India should become a party in plea in U.S. against Dow, says Sushma

She quotes from “The Hindu” that Rajiv was briefed on developments after Bhopal tragedy

August 12, 2010 12:48 am | Updated November 28, 2021 09:30 pm IST - NEW DELHI

Seeking a better deal for victims of the 1984 Bhopal Gas Tragedy, the Bharatiya Janata Party on Wednesday asked the government to become a party to a petition filed in a United States court to obtain compensation from the American firm Dow Chemicals.

Initiating a debate on the tragedy in the Lok Sabha, Leader of the Opposition Sushma Swaraj demanded that Parliament pass a resolution scrapping the 1989 out-of-court settlement between the government and Carbide that would strengthen the curative petition filed in the Supreme Court.

Describing the tragedy as a “case of corporate manslaughter” and not mere negligence, she accused the then Rajiv Gandhi government of allowing the former Union Carbide Corporation chief, Warren Anderson, to “escape.”

Ms. Swaraj suggested that the country should take a cue from the Rs. 90,000-crore compensation secured by the U.S. from British Petroleum for the recent oil spill in the Gulf of Mexico to strengthen the case in a U.S. court for more relief for the Bhopal victims.

“India should become a party in the suit filed by some NGOs [non-governmental organisations] from Bhopal in the New York South court to get “thousands of crores as compensation” from Dow Chemicals, which now owns the assets of Carbide.”

Taking on the government for Mr. Anderson's “escape” from the country and the government's claim that Rajiv Gandhi was unaware of the developments until Mr. Anderson left the country, Ms. Swaraj quoted extensively from a December 8, 1984, story by G.K. Reddy in The Hindu , that U.S. officials had spoken to the then Foreign Secretary regarding the arrest despite assurances of safe passage to Mr. Anderson, and that Rajiv Gandhi had been briefed on the matter.

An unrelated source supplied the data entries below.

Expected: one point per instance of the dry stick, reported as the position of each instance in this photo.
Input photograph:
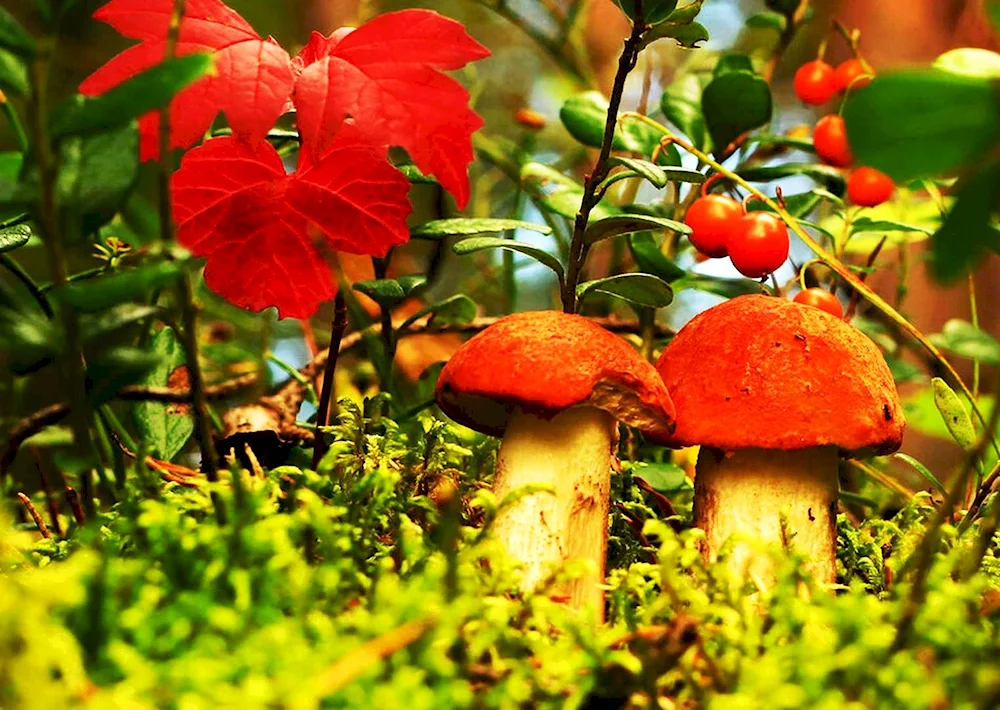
(578, 246)
(50, 500)
(73, 498)
(834, 264)
(323, 409)
(924, 554)
(346, 669)
(71, 367)
(185, 289)
(26, 501)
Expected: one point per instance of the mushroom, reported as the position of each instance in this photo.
(554, 386)
(774, 392)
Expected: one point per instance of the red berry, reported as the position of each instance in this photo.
(868, 187)
(758, 244)
(814, 82)
(711, 218)
(821, 299)
(830, 141)
(851, 75)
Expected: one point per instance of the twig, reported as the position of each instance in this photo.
(578, 247)
(33, 512)
(835, 265)
(73, 498)
(348, 668)
(34, 423)
(323, 409)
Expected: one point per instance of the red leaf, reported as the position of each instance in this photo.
(265, 233)
(385, 76)
(252, 81)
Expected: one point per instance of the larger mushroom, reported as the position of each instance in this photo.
(775, 392)
(554, 387)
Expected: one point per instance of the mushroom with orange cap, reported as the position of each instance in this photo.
(554, 386)
(774, 392)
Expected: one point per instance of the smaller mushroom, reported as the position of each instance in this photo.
(554, 386)
(774, 392)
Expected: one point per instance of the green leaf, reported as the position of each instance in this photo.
(663, 477)
(558, 193)
(15, 38)
(653, 174)
(799, 206)
(965, 340)
(920, 123)
(653, 11)
(413, 174)
(584, 116)
(456, 310)
(96, 174)
(468, 246)
(681, 104)
(150, 90)
(734, 103)
(639, 289)
(924, 472)
(727, 288)
(103, 292)
(865, 224)
(629, 223)
(826, 175)
(13, 75)
(767, 21)
(164, 427)
(29, 342)
(114, 369)
(968, 232)
(955, 415)
(13, 237)
(389, 293)
(467, 227)
(732, 62)
(686, 34)
(649, 257)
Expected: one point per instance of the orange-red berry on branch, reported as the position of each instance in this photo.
(852, 75)
(821, 299)
(711, 218)
(758, 244)
(830, 141)
(869, 187)
(814, 82)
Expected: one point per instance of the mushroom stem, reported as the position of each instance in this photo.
(747, 492)
(572, 453)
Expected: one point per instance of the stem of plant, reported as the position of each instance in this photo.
(325, 397)
(578, 247)
(835, 265)
(15, 123)
(185, 290)
(72, 368)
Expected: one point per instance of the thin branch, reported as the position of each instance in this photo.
(578, 247)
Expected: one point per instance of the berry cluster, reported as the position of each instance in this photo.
(816, 83)
(756, 242)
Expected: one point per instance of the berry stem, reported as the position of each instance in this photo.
(836, 266)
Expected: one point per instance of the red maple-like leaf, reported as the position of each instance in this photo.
(385, 76)
(252, 80)
(266, 233)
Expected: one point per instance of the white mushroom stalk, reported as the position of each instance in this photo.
(573, 454)
(765, 501)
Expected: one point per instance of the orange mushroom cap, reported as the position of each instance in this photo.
(763, 372)
(545, 362)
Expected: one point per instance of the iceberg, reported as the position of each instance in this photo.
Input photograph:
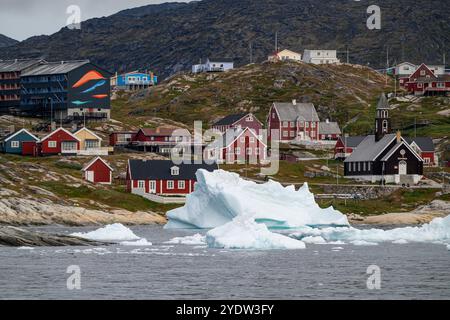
(244, 233)
(221, 196)
(195, 240)
(437, 230)
(113, 232)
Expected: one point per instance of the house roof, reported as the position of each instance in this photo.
(90, 163)
(329, 128)
(162, 132)
(230, 119)
(17, 65)
(226, 60)
(288, 111)
(395, 148)
(424, 143)
(89, 131)
(352, 142)
(383, 102)
(161, 170)
(48, 68)
(12, 135)
(369, 149)
(59, 129)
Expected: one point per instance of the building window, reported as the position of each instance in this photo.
(175, 171)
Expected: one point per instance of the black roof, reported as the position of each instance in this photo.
(161, 170)
(229, 120)
(352, 142)
(425, 143)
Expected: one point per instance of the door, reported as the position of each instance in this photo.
(90, 176)
(402, 168)
(152, 186)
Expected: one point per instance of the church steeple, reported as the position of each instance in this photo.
(382, 120)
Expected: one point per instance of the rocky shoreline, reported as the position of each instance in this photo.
(17, 237)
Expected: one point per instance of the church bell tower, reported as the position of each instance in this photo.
(382, 120)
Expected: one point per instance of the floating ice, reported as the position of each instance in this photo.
(242, 233)
(113, 232)
(195, 240)
(139, 243)
(221, 196)
(437, 230)
(314, 240)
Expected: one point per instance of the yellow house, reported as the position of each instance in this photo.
(90, 143)
(286, 55)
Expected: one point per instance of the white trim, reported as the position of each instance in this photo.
(20, 131)
(89, 131)
(59, 129)
(90, 163)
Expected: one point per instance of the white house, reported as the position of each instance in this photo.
(285, 55)
(213, 65)
(320, 56)
(405, 69)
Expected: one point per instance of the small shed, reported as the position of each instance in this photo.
(98, 171)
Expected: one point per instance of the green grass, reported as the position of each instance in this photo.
(401, 200)
(116, 197)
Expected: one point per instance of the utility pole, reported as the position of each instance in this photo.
(348, 58)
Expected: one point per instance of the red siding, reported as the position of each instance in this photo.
(58, 136)
(102, 173)
(29, 148)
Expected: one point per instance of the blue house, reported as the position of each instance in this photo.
(14, 142)
(134, 80)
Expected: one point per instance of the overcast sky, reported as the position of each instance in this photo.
(21, 19)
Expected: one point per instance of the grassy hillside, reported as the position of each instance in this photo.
(342, 93)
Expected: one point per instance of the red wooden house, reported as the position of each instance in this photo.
(239, 121)
(98, 171)
(237, 146)
(59, 141)
(121, 138)
(424, 81)
(163, 177)
(293, 121)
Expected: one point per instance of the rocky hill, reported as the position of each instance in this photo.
(6, 42)
(170, 37)
(344, 93)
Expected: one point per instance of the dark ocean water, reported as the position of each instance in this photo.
(409, 271)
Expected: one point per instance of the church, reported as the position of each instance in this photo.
(384, 156)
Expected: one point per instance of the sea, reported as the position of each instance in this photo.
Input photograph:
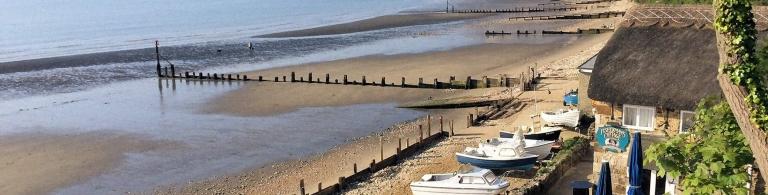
(115, 89)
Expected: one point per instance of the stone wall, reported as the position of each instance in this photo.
(585, 103)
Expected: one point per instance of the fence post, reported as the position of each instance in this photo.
(381, 148)
(441, 124)
(301, 187)
(429, 125)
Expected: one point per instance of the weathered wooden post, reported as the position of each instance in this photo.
(157, 51)
(421, 135)
(301, 187)
(441, 124)
(429, 125)
(421, 82)
(469, 83)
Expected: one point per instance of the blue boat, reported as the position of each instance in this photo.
(571, 98)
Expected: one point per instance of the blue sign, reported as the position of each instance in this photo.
(613, 139)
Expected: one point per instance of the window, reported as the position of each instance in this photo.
(639, 117)
(686, 120)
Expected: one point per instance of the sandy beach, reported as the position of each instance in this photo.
(79, 160)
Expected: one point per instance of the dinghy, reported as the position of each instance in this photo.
(467, 180)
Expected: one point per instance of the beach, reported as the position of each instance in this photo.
(80, 161)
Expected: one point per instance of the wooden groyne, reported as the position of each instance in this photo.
(568, 17)
(522, 9)
(383, 162)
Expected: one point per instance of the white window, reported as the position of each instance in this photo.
(638, 117)
(686, 120)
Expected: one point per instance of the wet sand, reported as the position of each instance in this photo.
(378, 23)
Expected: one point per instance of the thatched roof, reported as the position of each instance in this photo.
(696, 16)
(657, 66)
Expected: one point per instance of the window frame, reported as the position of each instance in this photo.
(683, 119)
(624, 117)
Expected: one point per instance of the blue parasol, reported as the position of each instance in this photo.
(635, 167)
(604, 181)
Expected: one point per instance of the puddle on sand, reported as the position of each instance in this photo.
(214, 144)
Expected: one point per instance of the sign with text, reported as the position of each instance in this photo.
(613, 139)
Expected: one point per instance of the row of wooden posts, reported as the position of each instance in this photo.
(570, 17)
(469, 83)
(384, 162)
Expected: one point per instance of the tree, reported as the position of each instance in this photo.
(711, 157)
(740, 77)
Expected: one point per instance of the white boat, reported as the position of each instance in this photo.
(467, 180)
(537, 147)
(510, 157)
(544, 133)
(564, 117)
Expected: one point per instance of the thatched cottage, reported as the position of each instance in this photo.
(650, 77)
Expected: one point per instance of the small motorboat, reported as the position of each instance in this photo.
(510, 157)
(571, 98)
(545, 133)
(467, 180)
(537, 147)
(564, 117)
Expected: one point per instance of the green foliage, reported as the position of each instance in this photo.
(734, 19)
(711, 158)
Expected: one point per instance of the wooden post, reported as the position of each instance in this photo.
(421, 135)
(399, 145)
(301, 187)
(429, 125)
(469, 83)
(441, 124)
(157, 50)
(477, 112)
(381, 148)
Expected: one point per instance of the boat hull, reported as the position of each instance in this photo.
(437, 190)
(548, 135)
(525, 163)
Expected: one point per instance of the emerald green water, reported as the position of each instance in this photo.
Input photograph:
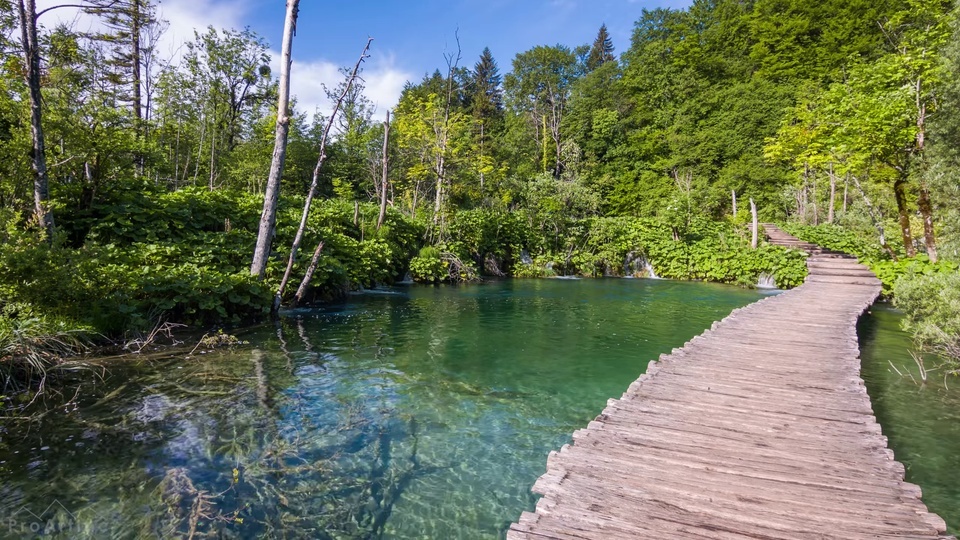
(420, 412)
(921, 422)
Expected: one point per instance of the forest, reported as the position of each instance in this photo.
(135, 190)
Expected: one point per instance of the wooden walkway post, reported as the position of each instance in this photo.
(759, 428)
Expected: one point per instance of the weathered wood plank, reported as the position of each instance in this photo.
(760, 427)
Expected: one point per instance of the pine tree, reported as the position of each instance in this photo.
(487, 98)
(602, 50)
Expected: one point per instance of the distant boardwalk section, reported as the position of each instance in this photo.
(759, 428)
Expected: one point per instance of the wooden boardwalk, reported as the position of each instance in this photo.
(759, 428)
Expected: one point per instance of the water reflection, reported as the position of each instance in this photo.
(425, 412)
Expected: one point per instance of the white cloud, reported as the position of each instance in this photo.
(383, 82)
(185, 16)
(383, 79)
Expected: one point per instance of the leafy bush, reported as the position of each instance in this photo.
(709, 251)
(33, 344)
(931, 303)
(185, 256)
(887, 270)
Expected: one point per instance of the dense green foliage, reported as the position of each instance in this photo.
(932, 305)
(184, 256)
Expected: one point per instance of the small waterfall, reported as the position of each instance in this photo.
(637, 265)
(649, 269)
(766, 281)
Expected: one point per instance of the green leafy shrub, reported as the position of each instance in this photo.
(709, 251)
(889, 271)
(931, 303)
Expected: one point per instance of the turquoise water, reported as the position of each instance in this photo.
(921, 421)
(420, 412)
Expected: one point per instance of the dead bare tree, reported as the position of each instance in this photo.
(31, 52)
(268, 218)
(302, 289)
(312, 191)
(383, 182)
(443, 134)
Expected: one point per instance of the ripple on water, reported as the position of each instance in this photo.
(426, 412)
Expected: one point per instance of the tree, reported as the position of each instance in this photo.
(27, 10)
(128, 21)
(917, 34)
(228, 72)
(602, 50)
(268, 218)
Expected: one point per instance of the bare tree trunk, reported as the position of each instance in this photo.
(813, 195)
(268, 218)
(452, 63)
(302, 289)
(926, 213)
(923, 200)
(482, 135)
(874, 215)
(213, 154)
(846, 182)
(31, 52)
(312, 191)
(833, 193)
(383, 182)
(900, 194)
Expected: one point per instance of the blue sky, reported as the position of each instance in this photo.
(415, 34)
(410, 37)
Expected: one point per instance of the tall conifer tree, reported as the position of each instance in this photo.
(602, 50)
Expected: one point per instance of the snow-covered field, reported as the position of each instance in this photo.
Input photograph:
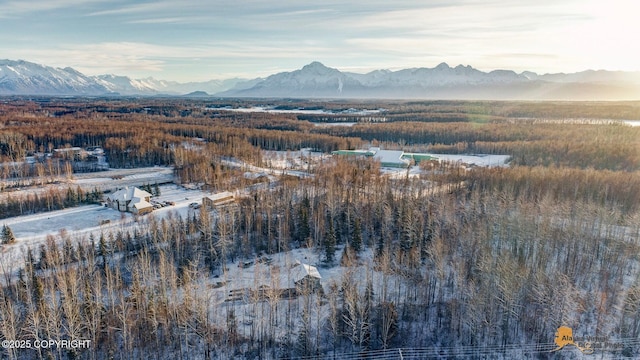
(478, 160)
(32, 230)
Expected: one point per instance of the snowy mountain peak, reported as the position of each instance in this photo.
(443, 66)
(318, 68)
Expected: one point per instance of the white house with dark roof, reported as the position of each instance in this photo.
(131, 199)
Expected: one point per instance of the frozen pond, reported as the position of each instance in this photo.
(274, 110)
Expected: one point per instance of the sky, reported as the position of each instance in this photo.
(199, 40)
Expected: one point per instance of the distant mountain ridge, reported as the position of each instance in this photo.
(444, 82)
(316, 80)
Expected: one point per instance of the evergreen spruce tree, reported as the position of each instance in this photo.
(7, 235)
(330, 243)
(356, 237)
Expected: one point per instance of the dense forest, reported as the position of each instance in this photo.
(454, 263)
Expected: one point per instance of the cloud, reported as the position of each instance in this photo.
(13, 8)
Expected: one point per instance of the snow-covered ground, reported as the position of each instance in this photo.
(299, 160)
(104, 180)
(478, 160)
(32, 230)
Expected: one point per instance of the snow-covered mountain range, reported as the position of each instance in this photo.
(318, 81)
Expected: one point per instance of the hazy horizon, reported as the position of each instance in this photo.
(196, 41)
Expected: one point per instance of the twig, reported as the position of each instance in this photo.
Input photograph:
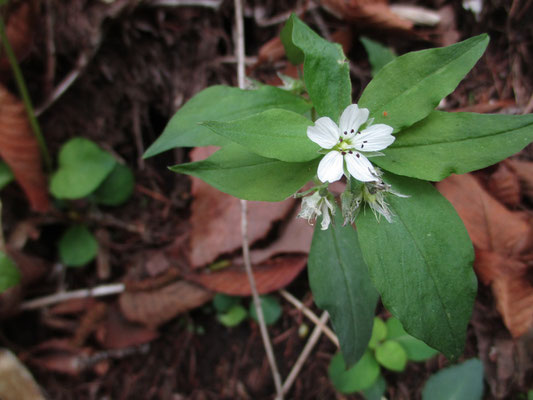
(98, 291)
(244, 219)
(315, 335)
(311, 315)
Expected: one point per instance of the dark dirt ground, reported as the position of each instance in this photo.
(142, 62)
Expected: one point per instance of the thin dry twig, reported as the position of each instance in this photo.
(244, 219)
(304, 355)
(310, 314)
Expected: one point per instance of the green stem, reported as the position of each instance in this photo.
(19, 78)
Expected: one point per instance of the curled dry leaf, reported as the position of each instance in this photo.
(269, 276)
(502, 240)
(155, 307)
(216, 219)
(19, 149)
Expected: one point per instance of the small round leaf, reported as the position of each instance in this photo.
(77, 246)
(271, 309)
(391, 355)
(360, 377)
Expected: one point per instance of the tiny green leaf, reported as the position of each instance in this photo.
(458, 382)
(275, 133)
(9, 273)
(220, 103)
(341, 285)
(83, 166)
(271, 309)
(77, 246)
(379, 332)
(391, 355)
(116, 188)
(233, 317)
(455, 143)
(243, 174)
(421, 264)
(378, 54)
(360, 377)
(326, 70)
(223, 302)
(416, 349)
(408, 88)
(6, 176)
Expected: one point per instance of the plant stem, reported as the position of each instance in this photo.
(19, 78)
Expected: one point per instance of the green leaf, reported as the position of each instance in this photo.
(220, 103)
(326, 70)
(379, 332)
(360, 377)
(273, 133)
(455, 143)
(116, 188)
(459, 382)
(77, 246)
(391, 355)
(421, 264)
(411, 86)
(271, 310)
(233, 317)
(341, 285)
(416, 349)
(243, 174)
(6, 176)
(223, 302)
(9, 273)
(83, 166)
(377, 390)
(378, 54)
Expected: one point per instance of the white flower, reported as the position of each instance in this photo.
(347, 143)
(314, 206)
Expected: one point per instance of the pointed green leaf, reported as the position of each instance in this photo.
(341, 285)
(275, 133)
(421, 264)
(220, 103)
(243, 174)
(408, 88)
(455, 143)
(458, 382)
(326, 70)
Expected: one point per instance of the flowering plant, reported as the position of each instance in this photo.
(388, 145)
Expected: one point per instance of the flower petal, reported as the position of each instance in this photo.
(360, 168)
(377, 137)
(351, 119)
(331, 167)
(325, 133)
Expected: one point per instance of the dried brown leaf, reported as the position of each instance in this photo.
(216, 219)
(269, 276)
(19, 149)
(155, 307)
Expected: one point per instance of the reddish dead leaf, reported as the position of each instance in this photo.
(505, 186)
(19, 149)
(118, 333)
(367, 13)
(216, 219)
(155, 307)
(269, 276)
(490, 225)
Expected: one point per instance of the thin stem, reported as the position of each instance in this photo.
(19, 78)
(244, 221)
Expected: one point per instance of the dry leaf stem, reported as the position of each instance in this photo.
(244, 221)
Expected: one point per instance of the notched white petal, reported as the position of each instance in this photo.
(360, 168)
(351, 119)
(330, 168)
(325, 133)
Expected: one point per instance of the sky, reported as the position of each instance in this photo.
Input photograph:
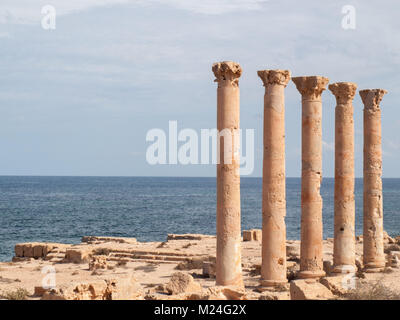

Reading out from another report published in June last in The Hindu , Ms. Swaraj said the Group of Ministers (GoM), set up by this government, had made a “clumsy attempt to cover up” how Mr. Anderson left the country.

Pointing out that the victims were deceived at various levels by the government and the judiciary, she criticised the former Chief Justice, A.M. Ahmadi, for the judgment that limited the punishment for the accused to just two years. While a demand for Rs. 3,900-crore compensation was made, the government took only Rs. 615 crore in the 1989 settlement. Maintaining that 20,000 metric tonnes of chemicals and toxic waste material were still lying in the plant's site, Ms. Swaraj demanded it be “sent back to the U.S., where there are good incinerators to destroy them.”

Countering her, Congress spokesman Manish Tewari quoted the 1991 Supreme Court proceedings to say that the government had moved a U.S. court in 1985, which directed a year later that these cases should be filed in India.

He charged the BJP with “doing politics over the dead bodies.”

“It is an adjudicated figure by the Supreme Court and not an out-of-court settlement,” he said, adding that the $470 millioncompensation was arrived at on Supreme Court orders.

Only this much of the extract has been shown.